More than 5 years have passed since last update.

Object recognition by using the Visual Recognition in the IBM Watson Developer Cloud

Bluemix

Last updated at 2015-04-20Posted at 2015-04-16

Object recognition is to detect particular objects in visual images.

This time, I am going to introduce how to perform object recognition by using Visual Recognition, which is one of the functions of the IBM Watson Developer Cloud.

※ You must be registered in IBM Bluemix in advance.

How to get your user name and password for APIs

You have to obtain a user name and a password to use Visual Recognition.

Go to the management page of IBM Bluemix and create an application first. Now you can add Visual Recognition to its application.

Then when you click "display of credentials" of the service, your user name and password should be listed.

How to obtain labels

This program returns a pair of labels and scores as a result of object recognition, so you have to obtain labels used for running the application.

The script is shown as follows.


# ! /usr/bin/env python
# -*- coding: utf-8 -*-
"""Obtain the labels provided by Visual Recognition service of IBM Watson Developer Cloud.
"""
import sys
import json
import requests
from pit import Pit

setting = Pit.get('iwdcat',
                  {'require': {'username': '',
                               'password': '',
                               }})

auth_token = setting['username'], setting['password']
url = 'https://gateway.watsonplatform.net/visual-recognition-beta/api/v1/tag/labels'
res = requests.get(url, auth=auth_token, headers={'content-type': 'application/json'})
if res.status_code == requests.codes.ok:
    labels = json.loads(res.text)
    print('label groups({}): {}'.format(len(labels['label_groups']), labels['label_groups']))
    print()
    print('labels({}): {}'.format(len(labels['labels']), labels['labels']))
else:  # error
    print('stauts_code: {} (reason: {})'.format(res.status_code, res.reason))
    sys.exit(1)

The results are returned in JSON format. "label_groups" is the list of label groups, "labels" is the list of labels.

Visual image analysis

You have to import image files in multi-part to Visual Recognition API.
It seems formats of visual images can be png, jpg or even zip file. The following example shows how to import a single png image.
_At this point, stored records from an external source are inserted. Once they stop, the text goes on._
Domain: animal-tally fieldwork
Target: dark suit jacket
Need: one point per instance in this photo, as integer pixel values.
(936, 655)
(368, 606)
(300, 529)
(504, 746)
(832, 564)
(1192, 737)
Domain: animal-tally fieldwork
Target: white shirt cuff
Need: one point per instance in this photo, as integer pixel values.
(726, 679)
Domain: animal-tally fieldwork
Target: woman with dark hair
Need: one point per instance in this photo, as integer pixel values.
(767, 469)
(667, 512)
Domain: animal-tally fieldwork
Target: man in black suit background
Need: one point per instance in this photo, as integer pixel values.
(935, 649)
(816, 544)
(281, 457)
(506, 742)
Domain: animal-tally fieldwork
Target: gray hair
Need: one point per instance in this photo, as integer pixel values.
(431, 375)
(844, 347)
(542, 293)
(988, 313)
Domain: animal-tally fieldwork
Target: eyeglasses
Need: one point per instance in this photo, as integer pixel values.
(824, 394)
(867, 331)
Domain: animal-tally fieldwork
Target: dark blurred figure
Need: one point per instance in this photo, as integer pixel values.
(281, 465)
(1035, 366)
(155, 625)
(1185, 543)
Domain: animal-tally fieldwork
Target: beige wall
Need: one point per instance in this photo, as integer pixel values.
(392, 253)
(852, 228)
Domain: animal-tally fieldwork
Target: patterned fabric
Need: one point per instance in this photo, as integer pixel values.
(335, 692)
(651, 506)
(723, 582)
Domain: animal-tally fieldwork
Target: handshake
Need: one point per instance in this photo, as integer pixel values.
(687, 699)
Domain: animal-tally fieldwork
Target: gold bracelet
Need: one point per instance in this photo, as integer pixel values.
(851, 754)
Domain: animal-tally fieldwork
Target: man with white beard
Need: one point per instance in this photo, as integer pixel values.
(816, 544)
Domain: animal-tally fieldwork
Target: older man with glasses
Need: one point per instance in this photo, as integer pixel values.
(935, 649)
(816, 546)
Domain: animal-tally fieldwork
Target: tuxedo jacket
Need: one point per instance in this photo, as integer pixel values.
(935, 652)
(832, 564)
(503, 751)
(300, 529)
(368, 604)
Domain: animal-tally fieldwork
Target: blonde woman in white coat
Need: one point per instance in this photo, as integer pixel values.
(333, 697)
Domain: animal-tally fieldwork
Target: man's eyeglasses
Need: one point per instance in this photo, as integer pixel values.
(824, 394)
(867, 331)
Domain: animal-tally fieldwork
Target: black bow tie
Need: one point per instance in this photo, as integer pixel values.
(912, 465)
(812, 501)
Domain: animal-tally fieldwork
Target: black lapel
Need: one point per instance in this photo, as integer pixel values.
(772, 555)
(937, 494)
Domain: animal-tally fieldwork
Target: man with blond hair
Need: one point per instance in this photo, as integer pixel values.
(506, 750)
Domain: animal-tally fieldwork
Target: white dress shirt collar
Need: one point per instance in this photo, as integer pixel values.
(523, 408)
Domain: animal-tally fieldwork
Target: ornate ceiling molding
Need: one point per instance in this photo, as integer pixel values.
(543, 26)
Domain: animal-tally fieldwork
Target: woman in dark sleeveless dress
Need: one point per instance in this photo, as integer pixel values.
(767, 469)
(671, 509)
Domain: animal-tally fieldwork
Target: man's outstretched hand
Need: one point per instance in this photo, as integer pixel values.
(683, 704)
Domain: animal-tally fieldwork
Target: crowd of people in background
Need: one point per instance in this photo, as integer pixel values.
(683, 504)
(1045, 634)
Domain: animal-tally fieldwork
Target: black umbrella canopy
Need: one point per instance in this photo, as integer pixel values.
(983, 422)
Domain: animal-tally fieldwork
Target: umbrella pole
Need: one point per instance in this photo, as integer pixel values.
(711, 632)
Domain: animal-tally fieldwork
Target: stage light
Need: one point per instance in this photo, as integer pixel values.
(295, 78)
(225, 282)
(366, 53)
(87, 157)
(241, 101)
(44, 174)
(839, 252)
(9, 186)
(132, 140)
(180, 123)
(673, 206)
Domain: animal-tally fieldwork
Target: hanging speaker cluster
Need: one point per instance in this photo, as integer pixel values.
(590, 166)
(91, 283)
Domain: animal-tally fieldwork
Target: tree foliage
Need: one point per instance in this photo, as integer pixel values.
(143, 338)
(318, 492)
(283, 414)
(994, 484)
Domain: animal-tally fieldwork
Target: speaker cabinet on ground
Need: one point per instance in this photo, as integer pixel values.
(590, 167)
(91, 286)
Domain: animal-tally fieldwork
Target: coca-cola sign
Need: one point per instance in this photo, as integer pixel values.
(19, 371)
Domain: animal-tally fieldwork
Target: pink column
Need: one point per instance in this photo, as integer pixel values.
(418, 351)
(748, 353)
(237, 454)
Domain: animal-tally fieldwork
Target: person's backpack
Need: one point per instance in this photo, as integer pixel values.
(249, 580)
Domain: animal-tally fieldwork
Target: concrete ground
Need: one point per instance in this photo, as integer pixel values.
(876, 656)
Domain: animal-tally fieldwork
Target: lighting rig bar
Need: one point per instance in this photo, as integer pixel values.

The image format is ping, jpg and may be zip compressed file.
The following is an example of sending a single png image.


# ! /usr/bin/env python
# -*- coding: utf-8 -*-
"""Analyze the image
"""
import os
import sys
import json
import requests
from pit import Pit

setting = Pit.get('iwdcat',
                  {'require': {'username': '',
                               'password': '',
                               }})

auth_token = setting['username'], setting['password']
url = 'https://gateway.watsonplatform.net/visual-recognition-beta/api/v1/tag/recognize'

filepath = 'var/images/first/2015-04-12-11.47.01.png'  # path to image file
filename = os.path.basename(filepath)

res = requests.post(
    url, auth=auth_token,
    files={
        'imgFile': (filename, open(filepath, 'rb')),
        }
    )
if res.status_code == requests.codes.ok:
    data = json.loads(res.text)
    for img in data['images']:
        print('{} - {}'.format(img['image_id'], img['image_name']))
        for label in img['labels']:
            print('    {:30}: {}'.format(label['label_name'], label['label_score']))

else:  # error
    print('stauts_code: {} (reason: {})'.format(res.status_code, res.reason))
    sys.exit(1)

After analyzing the image file, the result was shown as follows.


$ python analyze_image.py
0 - 2015-04-12-11.47.01.png
    Outdoors                      : 0.714211
    Nature Scene                  : 0.671271
    Winter Scene                  : 0.669832
    Vertebrate                    : 0.635903
    Boat                          : 0.61398
    Animal                        : 0.610709
    Water Vehicle                 : 0.607173
    Placental Mammal              : 0.580503
    Snow Scene                    : 0.571422
    Fabric                        : 0.563129
    Gray                          : 0.56078
    Water Sport                   : 0.555034
    Person                        : 0.533461
    Mammal                        : 0.515725
    Surface Water Sport           : 0.511447

The returned actual data is shown as below.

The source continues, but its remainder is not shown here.